In terms of nuclear waste, each reactor offers both advantages and disadvantages over large LWRs, Kim said. “It’s not correct to say that because these reactors are smaller they will have more problems proportionally with nuclear waste, just because they have more surface area compared to the core volume,” he said. “Each reactor has pluses and minuses that depend upon the discharge burnup, the uranium enrichment, the thermal efficiency and other reactor-specific design features.”

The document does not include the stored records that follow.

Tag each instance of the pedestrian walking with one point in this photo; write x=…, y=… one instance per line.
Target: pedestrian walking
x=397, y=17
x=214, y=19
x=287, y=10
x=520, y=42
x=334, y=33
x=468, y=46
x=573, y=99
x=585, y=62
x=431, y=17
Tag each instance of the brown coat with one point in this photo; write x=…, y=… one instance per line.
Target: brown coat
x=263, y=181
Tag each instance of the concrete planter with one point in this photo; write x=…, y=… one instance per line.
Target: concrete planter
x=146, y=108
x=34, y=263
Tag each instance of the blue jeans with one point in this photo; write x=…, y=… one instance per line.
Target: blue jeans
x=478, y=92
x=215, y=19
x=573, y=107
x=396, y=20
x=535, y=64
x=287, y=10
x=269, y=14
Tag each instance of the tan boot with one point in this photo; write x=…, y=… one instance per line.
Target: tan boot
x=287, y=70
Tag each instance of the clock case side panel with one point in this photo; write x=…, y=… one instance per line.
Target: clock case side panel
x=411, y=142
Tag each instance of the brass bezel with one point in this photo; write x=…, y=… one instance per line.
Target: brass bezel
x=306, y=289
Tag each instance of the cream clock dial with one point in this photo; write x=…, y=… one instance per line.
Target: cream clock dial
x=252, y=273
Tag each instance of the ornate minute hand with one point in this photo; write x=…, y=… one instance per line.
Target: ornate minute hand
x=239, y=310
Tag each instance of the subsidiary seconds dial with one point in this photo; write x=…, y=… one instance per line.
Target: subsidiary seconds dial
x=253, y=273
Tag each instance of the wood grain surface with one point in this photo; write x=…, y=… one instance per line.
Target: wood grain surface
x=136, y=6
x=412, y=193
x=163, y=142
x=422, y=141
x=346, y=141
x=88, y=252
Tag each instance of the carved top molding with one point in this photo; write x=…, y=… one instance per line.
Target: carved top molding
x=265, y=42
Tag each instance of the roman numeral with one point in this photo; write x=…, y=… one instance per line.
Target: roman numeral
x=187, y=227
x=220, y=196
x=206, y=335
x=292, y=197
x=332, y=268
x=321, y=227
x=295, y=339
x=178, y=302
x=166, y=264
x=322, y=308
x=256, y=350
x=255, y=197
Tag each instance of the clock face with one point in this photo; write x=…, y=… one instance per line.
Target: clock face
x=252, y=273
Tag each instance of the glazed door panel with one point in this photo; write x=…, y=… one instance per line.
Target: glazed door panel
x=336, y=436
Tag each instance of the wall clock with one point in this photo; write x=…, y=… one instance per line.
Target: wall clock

One notable factor that influences the amount of nuclear waste produced by a reactor is called burnup, and it refers to the amount of thermal energy produced from a certain quantity of fuel. The Natrium and Xe-100 reactors have significantly higher burnup than LWRs, Kim said. A higher burnup is correlated with lower nuclear waste production because fuel is converted more efficiently to energy. These designs also have higher thermal efficiency, which refers to how efficiently the heat produced by the reactor is converted into electricity. The VOYGR pressurized water reactor design, due in part to its small size, has a slightly lower burnup and thermal efficiency compared to a larger pressurized water reactor.
The spent fuel attributes vary somewhat between the designs, with VOYGR being similar to LWRs, Natrium producing a more concentrated waste with different long-lived isotopes, and Xe-100 producing a lower density but larger volume of spent fuel.
“All told, when it comes to nuclear waste, SMRs are roughly comparable with conventional pressurized water reactors, with potential benefits and weaknesses depending on which aspects you are trying to design for,” Kim said. “Overall, there appear to be no additional major challenges to the management of SMR nuclear wastes compared to the commercial-scale large LWR wastes.”
The funding for the research was provided by DOE’s Office of Nuclear Energy through the Systems Analysis and Integration Campaign.